No FD is "failed", Flying, merely postponed
and you have managed a sub-TDEE NFD

Before retirement, I moved to a serviced flat right on the Rhine bank, precisely as a powerful motivation for a daily walk in retirement - to avoid being a lazy arse !

It definitely worked and is very relaxing

I absolutely love it, waking up every day to look out over the Rhine, with an island containing vineyards nearly opposite and a boathouse below me

OP posts:
Bottl · 09/10/2020 22:02

Your dinner sounds tasty, BigChoc.
I love being near water. I grew up on the coast and then lived a few minutes walk from the Thames for a few years.

My FD has been ok, thanks.
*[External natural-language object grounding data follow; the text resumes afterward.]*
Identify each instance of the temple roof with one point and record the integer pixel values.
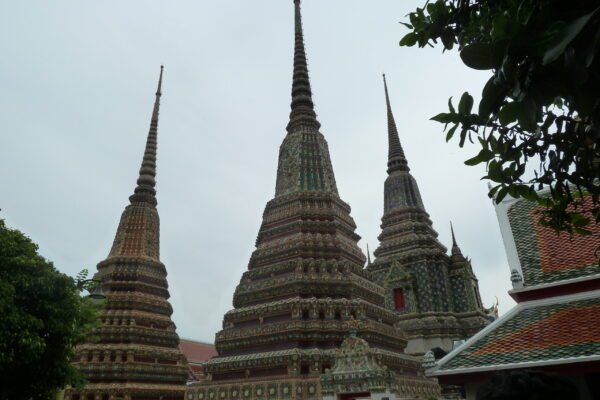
(560, 330)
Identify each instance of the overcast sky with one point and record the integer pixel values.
(77, 88)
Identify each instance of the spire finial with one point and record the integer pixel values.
(303, 112)
(396, 158)
(144, 191)
(455, 248)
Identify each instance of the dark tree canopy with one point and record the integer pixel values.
(541, 104)
(42, 317)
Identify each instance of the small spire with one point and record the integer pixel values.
(455, 248)
(144, 191)
(396, 158)
(303, 112)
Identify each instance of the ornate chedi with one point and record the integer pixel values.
(137, 356)
(305, 280)
(436, 296)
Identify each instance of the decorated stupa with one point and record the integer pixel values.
(436, 295)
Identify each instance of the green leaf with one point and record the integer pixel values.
(582, 232)
(565, 36)
(509, 113)
(466, 104)
(492, 97)
(479, 56)
(445, 118)
(483, 156)
(450, 106)
(501, 194)
(527, 114)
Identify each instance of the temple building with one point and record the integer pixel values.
(137, 356)
(555, 326)
(436, 296)
(306, 297)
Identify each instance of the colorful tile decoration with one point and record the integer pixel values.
(541, 333)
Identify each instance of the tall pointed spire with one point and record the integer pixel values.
(396, 158)
(144, 191)
(303, 112)
(455, 248)
(136, 354)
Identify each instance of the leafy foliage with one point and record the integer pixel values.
(43, 317)
(541, 104)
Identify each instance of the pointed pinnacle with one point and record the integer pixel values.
(144, 191)
(396, 158)
(303, 113)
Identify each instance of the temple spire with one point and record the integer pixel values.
(303, 113)
(455, 248)
(396, 158)
(144, 191)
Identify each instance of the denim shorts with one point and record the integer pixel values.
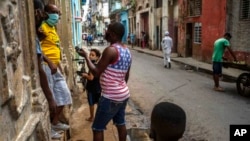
(58, 86)
(108, 109)
(217, 68)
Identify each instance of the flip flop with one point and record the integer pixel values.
(89, 119)
(219, 89)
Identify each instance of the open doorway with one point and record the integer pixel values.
(189, 40)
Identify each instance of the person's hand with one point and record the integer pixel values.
(53, 68)
(52, 107)
(82, 53)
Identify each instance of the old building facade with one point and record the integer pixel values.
(201, 22)
(24, 113)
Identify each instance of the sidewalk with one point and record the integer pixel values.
(230, 73)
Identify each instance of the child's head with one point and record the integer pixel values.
(168, 122)
(94, 54)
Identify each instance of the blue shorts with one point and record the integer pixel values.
(58, 86)
(108, 109)
(93, 98)
(217, 68)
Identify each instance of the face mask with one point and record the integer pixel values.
(53, 19)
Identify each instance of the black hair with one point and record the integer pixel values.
(38, 4)
(118, 29)
(228, 35)
(97, 52)
(169, 116)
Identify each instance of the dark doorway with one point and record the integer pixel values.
(157, 37)
(189, 40)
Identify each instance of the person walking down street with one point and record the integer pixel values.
(129, 39)
(167, 44)
(51, 49)
(219, 48)
(93, 85)
(143, 39)
(113, 69)
(132, 39)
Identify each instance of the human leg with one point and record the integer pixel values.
(119, 120)
(217, 71)
(122, 132)
(164, 59)
(169, 60)
(91, 113)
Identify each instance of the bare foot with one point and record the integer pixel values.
(89, 119)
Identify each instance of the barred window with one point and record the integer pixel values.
(194, 7)
(197, 32)
(245, 10)
(158, 3)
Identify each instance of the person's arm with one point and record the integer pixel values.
(109, 55)
(51, 65)
(88, 76)
(231, 52)
(127, 75)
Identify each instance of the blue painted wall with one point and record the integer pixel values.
(76, 26)
(125, 22)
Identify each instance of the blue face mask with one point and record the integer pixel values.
(53, 19)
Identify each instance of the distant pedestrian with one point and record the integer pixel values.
(93, 85)
(128, 39)
(167, 44)
(143, 39)
(132, 39)
(168, 122)
(219, 48)
(113, 69)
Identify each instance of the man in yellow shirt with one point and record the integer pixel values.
(50, 44)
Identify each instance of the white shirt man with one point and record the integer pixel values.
(167, 45)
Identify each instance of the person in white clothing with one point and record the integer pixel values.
(167, 45)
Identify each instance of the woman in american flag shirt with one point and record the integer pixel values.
(113, 69)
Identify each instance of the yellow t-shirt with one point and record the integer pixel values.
(50, 44)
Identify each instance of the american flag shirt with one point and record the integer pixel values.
(112, 80)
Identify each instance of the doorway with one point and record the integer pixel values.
(189, 39)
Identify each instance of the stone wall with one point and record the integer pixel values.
(24, 113)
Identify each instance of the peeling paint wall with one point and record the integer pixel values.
(24, 111)
(24, 114)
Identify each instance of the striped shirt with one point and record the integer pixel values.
(112, 80)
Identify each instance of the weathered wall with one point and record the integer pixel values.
(24, 111)
(213, 20)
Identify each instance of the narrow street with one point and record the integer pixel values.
(209, 113)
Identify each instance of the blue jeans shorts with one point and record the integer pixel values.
(108, 109)
(217, 68)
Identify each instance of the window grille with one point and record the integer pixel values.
(158, 3)
(197, 32)
(194, 7)
(245, 10)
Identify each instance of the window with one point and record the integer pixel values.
(245, 10)
(197, 32)
(158, 3)
(194, 7)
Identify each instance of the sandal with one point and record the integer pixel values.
(219, 89)
(89, 119)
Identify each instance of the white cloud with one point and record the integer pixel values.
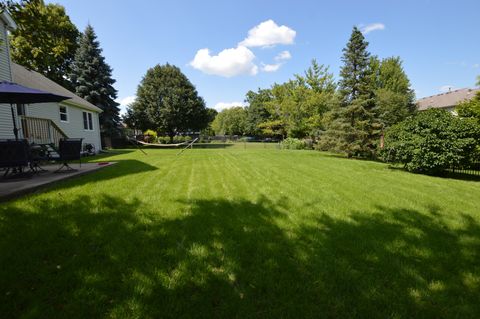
(446, 88)
(366, 29)
(228, 63)
(283, 56)
(268, 33)
(271, 67)
(220, 106)
(124, 102)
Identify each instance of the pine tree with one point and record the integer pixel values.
(92, 79)
(354, 129)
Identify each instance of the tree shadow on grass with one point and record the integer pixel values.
(105, 256)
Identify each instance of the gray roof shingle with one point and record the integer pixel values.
(35, 80)
(445, 100)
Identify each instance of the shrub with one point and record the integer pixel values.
(178, 139)
(293, 144)
(150, 136)
(163, 139)
(432, 141)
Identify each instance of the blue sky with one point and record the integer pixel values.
(246, 40)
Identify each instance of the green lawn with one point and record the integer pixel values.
(255, 233)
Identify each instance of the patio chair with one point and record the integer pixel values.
(14, 156)
(69, 149)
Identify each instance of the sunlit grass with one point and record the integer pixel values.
(242, 232)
I can manage the hunger fine but the food cravings are what catch me out. I've been trying to remember how I dealt with them before.

I hope everyone else has got on ok today

Darker · 09/10/2020 22:11

3rd FD for me. Didn’t count calories but confident it’s within limits and have also done my 10000 steps. Hoping that will help get me off to sleep.

BigChocFrenzy · 10/10/2020 00:38

Well done, Bottl, Darker
and on the steps, Darker

Bottl Cravings - as distinct from hunger - are often caused having too many sugary things, FD or NFD
Not necessarily chocs, cake or biscuits etc, but fruit juice, dried fruit,
or fruit on its own between meals - keep fruit as part of a meal, not on its own

Mosely recommends no more than 2 portions per day; on an FD I'd limit it to one

Cravings can also be caused by too much white bread, pastry, breakfast cereal etc,
because they are highly processed carbs which are quickly digested and spike insulin in excess

OP posts:
FlyingByTheSeatof · 10/10/2020 01:21

Sounds idyllic @BigChocFrenzy - your camembert / apfel Flammkuchen sounds intriguing and as I love both flavours I expect it was yummy although I just can't imagine the flavour combination. Yes the idea of my FD being postponed is better, thanks. I was picking DD up and DS requested something from McDonalds so I thought sod it and succumbed to a double cheese burger just because I could. I was getting a bit stressed out with the stupid touch machine to order it by as I rarely go in there and DD had to stay in the car in case of traffic wardens.

Well done @Bottl and @Darker

robertsmithscorpsebride · 10/10/2020 08:50

Ooh yum that sounds delicious bcf I love fruit and cheese combo. Where you live sounds amazing too, it would spur you to get outside!